Sunday, January 15, 2006

Wal-Mart and Maryland, Think Again

Dont chase business away

I guess alot of people dont like Wal-Mart because they think the company doesnt pay its fair share of the healthcare costs in places it does business, forcing its employees to use state-provided health coverage. The state of Maryland is now working to implement legislation that would require Wal-mart to pay the state for these additional costs.

Lets examine. Yes, healthcare costs in the US are growing at thrice inflation and are now some families' biggest budget item, even more than housing in some instances. This is not Wal-mart's fault. We have a half-regulated health care system that discourages innovation in provision and allows companies to write-off healthcare coverage for their employees; this makes prices rise unfairly for the rest of the economy eg the self-employed and small business (which of course is the base of the real America). Good for Wal-mart for not taking this wealth-distorting write-off!

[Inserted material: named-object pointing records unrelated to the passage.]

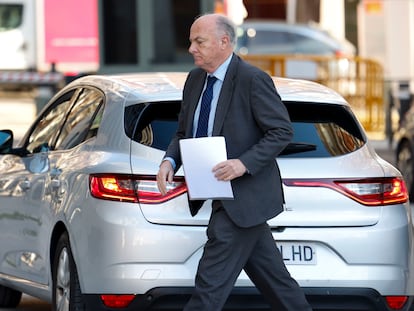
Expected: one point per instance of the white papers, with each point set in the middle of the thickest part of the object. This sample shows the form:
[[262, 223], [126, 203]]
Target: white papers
[[199, 156]]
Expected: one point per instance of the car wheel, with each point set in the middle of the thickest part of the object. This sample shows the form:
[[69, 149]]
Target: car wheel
[[405, 164], [9, 298], [67, 295]]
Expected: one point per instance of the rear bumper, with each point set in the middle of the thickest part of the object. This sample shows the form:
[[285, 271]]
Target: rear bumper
[[249, 299]]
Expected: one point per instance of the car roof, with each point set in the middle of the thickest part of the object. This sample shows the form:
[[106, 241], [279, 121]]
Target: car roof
[[159, 86]]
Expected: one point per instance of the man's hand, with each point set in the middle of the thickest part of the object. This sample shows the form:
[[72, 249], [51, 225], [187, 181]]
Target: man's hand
[[229, 170], [165, 174]]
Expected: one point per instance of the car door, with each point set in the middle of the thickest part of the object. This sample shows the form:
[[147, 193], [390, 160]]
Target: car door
[[25, 215]]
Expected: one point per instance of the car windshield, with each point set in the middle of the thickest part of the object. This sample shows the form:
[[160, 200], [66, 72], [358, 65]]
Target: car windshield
[[320, 130]]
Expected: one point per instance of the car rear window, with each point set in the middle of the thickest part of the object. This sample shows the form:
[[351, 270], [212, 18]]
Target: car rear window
[[320, 130]]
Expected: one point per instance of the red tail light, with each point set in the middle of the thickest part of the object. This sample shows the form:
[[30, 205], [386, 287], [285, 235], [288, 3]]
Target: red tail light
[[117, 301], [396, 302], [133, 188], [368, 191]]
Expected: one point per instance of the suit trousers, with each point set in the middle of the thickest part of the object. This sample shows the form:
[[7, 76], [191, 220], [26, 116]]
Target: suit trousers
[[228, 250]]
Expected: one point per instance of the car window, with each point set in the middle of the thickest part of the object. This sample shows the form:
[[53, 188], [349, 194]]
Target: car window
[[48, 125], [152, 124], [322, 130], [82, 122], [266, 41]]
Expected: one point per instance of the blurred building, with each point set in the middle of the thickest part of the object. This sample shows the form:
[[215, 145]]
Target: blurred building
[[152, 35]]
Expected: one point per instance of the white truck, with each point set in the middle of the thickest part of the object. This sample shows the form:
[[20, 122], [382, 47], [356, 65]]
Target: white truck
[[43, 40]]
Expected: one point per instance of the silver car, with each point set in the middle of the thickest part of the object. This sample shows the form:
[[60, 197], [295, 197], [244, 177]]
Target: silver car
[[83, 226], [279, 37]]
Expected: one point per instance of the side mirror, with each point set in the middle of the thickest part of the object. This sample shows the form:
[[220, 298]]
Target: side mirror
[[6, 141]]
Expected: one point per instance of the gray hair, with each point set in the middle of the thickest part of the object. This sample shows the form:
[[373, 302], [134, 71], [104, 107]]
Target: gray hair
[[225, 25]]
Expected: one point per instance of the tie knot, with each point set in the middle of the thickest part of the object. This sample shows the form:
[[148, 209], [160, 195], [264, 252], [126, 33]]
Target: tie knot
[[211, 80]]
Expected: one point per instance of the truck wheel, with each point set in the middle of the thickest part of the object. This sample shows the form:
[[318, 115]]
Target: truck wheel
[[9, 298], [67, 295]]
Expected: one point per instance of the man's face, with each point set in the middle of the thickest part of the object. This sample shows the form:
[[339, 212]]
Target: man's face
[[205, 45]]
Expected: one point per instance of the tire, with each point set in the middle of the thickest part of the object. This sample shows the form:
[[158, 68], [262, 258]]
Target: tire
[[405, 163], [67, 295], [9, 298]]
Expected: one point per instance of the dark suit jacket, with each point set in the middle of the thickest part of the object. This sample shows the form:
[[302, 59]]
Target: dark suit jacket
[[256, 126]]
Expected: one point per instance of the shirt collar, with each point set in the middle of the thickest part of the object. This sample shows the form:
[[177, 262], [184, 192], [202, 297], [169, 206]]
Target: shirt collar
[[222, 69]]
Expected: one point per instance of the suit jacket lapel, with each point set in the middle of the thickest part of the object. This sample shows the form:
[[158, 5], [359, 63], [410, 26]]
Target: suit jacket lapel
[[225, 97], [196, 89]]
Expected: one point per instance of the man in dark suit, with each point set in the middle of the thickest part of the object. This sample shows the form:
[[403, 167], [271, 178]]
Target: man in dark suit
[[247, 110]]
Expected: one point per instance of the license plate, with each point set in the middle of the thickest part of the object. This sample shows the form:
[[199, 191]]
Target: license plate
[[297, 253]]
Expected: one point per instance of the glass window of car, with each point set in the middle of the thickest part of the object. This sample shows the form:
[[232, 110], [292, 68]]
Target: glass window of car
[[82, 122], [254, 41], [157, 123], [48, 125], [320, 130]]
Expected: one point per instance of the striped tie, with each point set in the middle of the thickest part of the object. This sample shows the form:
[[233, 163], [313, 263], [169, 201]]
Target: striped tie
[[202, 126]]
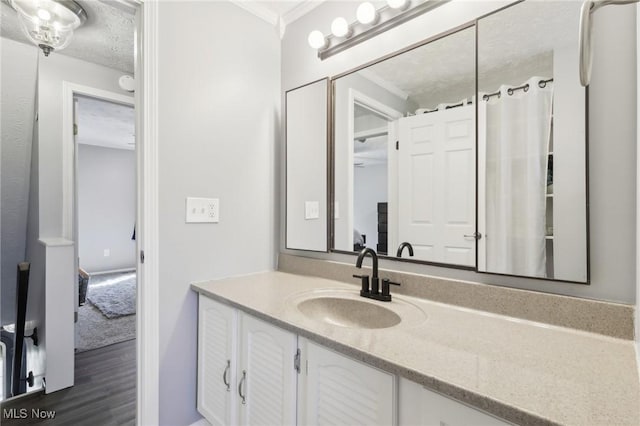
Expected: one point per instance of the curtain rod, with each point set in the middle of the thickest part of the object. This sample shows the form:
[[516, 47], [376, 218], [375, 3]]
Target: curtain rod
[[510, 91]]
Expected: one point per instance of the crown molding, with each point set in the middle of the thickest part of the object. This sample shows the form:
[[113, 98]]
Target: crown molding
[[280, 22], [259, 10], [302, 8]]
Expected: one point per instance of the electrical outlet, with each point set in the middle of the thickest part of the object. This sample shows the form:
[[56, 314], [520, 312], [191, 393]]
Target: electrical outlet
[[202, 210], [311, 210]]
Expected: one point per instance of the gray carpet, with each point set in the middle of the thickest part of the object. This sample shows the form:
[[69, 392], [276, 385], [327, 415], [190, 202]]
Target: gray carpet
[[114, 295], [96, 330]]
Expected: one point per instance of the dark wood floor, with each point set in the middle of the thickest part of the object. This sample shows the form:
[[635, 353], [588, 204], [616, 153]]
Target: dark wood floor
[[104, 392]]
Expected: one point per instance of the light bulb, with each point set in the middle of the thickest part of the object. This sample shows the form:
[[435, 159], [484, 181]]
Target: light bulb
[[316, 39], [397, 4], [340, 27], [366, 13], [43, 14]]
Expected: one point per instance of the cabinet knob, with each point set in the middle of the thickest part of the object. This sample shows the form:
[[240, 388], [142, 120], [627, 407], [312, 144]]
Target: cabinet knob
[[224, 376], [241, 387]]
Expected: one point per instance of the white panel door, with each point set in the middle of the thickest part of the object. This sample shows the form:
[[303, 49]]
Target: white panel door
[[336, 390], [436, 185], [266, 376], [216, 361], [419, 406]]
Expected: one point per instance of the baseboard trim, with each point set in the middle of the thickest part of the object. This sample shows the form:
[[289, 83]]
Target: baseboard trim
[[113, 271]]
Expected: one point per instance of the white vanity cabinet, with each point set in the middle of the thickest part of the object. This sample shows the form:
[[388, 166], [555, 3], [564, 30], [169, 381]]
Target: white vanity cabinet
[[216, 361], [337, 390], [420, 406], [247, 376], [245, 368]]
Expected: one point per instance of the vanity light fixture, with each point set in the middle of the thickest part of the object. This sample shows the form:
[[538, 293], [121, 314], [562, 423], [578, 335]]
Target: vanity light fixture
[[340, 27], [367, 13], [370, 22], [398, 4], [49, 24], [316, 39]]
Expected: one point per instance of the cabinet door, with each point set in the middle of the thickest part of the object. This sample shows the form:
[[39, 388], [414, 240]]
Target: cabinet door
[[216, 361], [336, 390], [419, 406], [266, 376]]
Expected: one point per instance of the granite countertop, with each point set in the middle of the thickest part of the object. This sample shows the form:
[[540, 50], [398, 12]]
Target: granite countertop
[[522, 371]]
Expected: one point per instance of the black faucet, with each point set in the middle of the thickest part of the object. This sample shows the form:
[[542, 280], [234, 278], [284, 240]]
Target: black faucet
[[373, 292], [402, 246]]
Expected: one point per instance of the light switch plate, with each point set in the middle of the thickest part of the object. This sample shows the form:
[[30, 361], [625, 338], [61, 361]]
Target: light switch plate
[[311, 210], [202, 210]]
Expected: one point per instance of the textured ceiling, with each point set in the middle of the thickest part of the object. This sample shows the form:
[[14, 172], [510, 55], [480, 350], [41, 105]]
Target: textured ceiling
[[107, 38], [512, 45], [105, 124]]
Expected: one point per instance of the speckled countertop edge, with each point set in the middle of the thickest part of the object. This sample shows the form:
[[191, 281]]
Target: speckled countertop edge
[[490, 405]]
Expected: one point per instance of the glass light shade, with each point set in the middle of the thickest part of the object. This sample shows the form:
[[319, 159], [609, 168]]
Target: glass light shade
[[316, 39], [397, 4], [340, 27], [49, 24], [366, 13]]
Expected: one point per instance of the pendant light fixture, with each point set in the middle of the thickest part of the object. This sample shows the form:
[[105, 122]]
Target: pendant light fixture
[[49, 24]]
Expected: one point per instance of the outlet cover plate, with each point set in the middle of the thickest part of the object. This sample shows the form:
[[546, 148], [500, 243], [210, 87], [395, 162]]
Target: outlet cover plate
[[311, 210], [202, 210]]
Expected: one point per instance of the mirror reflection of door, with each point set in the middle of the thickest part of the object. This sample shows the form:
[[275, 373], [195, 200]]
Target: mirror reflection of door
[[404, 143], [436, 183]]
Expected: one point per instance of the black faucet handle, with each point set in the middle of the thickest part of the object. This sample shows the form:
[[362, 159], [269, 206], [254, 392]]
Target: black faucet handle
[[385, 286], [364, 281]]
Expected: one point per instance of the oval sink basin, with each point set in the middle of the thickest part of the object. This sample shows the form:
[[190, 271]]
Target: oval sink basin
[[345, 312]]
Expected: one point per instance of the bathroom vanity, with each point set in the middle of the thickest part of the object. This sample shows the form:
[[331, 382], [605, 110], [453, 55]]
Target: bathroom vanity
[[281, 348]]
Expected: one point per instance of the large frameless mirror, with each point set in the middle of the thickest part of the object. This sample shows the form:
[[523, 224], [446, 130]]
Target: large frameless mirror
[[404, 154], [532, 187]]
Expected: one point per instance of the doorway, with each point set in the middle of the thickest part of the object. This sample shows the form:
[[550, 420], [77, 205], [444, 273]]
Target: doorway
[[105, 207]]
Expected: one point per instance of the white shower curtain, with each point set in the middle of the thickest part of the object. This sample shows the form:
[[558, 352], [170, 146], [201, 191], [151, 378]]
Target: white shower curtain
[[517, 129]]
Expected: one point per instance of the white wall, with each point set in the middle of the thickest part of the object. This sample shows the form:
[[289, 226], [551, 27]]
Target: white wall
[[612, 133], [306, 141], [219, 115], [637, 317], [18, 88], [106, 208]]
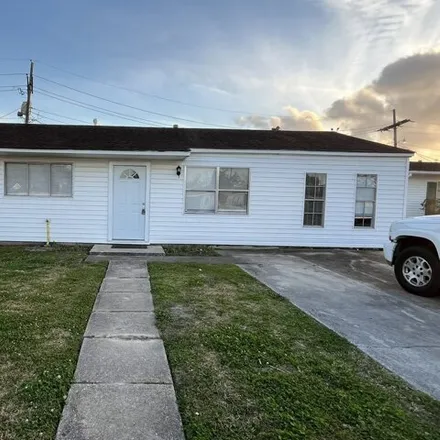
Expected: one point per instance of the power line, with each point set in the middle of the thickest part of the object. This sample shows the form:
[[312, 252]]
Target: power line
[[111, 101], [95, 108], [51, 119], [61, 116], [151, 95], [7, 114]]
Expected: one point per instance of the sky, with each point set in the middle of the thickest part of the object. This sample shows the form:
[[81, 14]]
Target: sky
[[296, 64]]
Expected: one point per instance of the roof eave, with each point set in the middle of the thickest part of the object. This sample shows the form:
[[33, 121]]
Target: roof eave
[[96, 154]]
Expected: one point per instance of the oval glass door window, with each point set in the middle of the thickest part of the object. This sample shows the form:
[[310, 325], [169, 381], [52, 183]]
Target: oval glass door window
[[129, 174]]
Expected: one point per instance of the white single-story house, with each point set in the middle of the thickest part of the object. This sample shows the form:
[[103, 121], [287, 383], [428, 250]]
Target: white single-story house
[[135, 185], [423, 189]]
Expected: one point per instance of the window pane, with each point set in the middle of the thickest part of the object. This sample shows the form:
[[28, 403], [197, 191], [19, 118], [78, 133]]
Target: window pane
[[320, 192], [200, 178], [317, 219], [316, 179], [359, 209], [368, 222], [359, 221], [319, 207], [39, 179], [310, 192], [232, 201], [321, 179], [234, 178], [431, 190], [200, 201], [310, 179], [369, 209], [16, 179], [61, 180], [371, 181], [308, 219], [361, 180], [365, 194], [308, 207]]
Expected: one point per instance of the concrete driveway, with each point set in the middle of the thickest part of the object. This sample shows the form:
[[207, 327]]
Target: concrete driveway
[[355, 294]]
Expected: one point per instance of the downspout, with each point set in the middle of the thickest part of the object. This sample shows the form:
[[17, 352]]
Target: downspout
[[47, 232]]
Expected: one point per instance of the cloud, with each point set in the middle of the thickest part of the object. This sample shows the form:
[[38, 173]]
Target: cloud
[[294, 120], [411, 85]]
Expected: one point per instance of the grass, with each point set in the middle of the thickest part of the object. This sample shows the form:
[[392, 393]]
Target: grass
[[249, 365], [183, 250], [45, 302]]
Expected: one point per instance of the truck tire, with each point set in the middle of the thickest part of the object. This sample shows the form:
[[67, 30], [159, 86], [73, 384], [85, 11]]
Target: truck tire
[[417, 270]]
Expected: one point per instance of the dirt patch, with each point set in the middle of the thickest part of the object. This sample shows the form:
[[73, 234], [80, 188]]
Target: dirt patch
[[57, 337], [181, 312]]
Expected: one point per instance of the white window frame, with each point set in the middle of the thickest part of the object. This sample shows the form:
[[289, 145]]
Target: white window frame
[[50, 179], [315, 200], [373, 216], [216, 192]]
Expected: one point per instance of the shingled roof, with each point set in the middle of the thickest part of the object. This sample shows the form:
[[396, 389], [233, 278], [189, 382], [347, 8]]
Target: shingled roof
[[425, 166], [111, 138]]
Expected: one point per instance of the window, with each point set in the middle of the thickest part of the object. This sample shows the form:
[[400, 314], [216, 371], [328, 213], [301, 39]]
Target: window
[[38, 179], [314, 199], [129, 174], [216, 190], [365, 200]]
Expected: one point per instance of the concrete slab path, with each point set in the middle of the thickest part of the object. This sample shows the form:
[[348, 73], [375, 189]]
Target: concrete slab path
[[122, 389], [395, 328]]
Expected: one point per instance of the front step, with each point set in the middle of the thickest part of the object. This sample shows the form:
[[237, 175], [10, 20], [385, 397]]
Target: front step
[[108, 249]]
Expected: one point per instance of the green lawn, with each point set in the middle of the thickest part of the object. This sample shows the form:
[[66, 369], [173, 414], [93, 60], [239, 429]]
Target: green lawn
[[45, 302], [249, 365], [184, 250]]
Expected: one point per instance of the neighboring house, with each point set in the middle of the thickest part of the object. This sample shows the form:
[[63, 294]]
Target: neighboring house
[[236, 187], [423, 189]]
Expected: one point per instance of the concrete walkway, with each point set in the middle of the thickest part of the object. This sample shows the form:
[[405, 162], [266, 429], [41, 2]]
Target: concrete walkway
[[122, 387], [397, 329]]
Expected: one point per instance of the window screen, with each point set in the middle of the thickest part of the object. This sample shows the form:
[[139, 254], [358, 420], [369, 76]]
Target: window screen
[[215, 189], [314, 199], [38, 179], [365, 200]]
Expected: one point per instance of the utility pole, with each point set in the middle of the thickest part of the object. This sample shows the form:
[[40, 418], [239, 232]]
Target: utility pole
[[30, 91], [394, 126]]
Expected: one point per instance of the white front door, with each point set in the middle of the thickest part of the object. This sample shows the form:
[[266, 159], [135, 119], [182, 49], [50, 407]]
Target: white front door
[[129, 198]]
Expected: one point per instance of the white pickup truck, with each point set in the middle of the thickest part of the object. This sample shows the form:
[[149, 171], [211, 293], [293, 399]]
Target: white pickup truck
[[414, 250]]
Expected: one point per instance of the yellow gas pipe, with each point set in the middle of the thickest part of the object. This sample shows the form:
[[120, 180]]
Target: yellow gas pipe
[[47, 232]]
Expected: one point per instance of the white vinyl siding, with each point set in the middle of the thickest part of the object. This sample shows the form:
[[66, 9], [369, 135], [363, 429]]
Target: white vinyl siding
[[366, 185], [275, 205], [216, 190], [38, 179], [314, 199], [81, 218], [276, 201]]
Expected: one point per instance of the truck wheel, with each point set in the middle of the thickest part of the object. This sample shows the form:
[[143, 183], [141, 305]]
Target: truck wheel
[[417, 270]]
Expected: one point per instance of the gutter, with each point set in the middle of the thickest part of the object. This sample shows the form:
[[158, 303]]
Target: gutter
[[177, 155]]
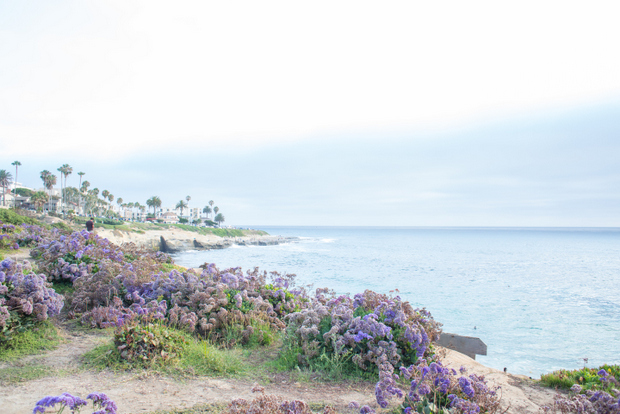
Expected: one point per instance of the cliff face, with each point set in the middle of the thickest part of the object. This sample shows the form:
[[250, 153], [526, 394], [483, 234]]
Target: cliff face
[[176, 240]]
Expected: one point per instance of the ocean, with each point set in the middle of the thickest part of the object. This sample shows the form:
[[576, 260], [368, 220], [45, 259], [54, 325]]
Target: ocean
[[541, 299]]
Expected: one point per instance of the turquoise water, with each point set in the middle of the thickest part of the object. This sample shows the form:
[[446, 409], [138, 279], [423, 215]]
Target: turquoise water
[[541, 299]]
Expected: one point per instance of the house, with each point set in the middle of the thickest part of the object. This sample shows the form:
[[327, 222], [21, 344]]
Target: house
[[169, 217]]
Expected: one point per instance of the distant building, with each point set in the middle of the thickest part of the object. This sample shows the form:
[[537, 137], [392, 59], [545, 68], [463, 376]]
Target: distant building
[[169, 217]]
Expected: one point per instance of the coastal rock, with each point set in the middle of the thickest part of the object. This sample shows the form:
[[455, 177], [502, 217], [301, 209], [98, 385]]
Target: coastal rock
[[176, 240]]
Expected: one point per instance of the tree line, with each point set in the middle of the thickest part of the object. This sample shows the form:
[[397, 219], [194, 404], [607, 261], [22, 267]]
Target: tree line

Maryland wants the company to pay the state the difference if their healthcare costs dont meet 8% of payroll. This is bad economics. It sends alot of bad signals. First off, who is the state to collect directly medical costs? Is this not the very definition of the failed system of socialism? Why 8% and not 15% like the percentage of healthcare costs to some American families?

If a bureacracy is going to have to be created anyway to monitor this why not then just require mandated healthcost percentages for all companies, not just those with more than 10,000 employees? Wont just paying off the state in the longterm just give Wal-mart an "out" and prevent them from looking for ways to help their employees through innovative paypackage methods, just like they have provided lowcost goods to people through innovatative sourcing and distribution methods?

Doing this type of stuff just chases businesses away from your locality, making people pay more for the things they need. How does this help anyway, just in some, "ha i got you just because you are succesful" way. This is populism not rationality, and is no doubt being pushed-through by people that dont depend on Wal-mart for their life's essentials. And its not even populism because Wal-mart wouldnt be the number one retailer if they werent popular. Maryland's move is just bad shortsighted policy and will hurt the people of the state as other wealth-creating businesses shy away as well.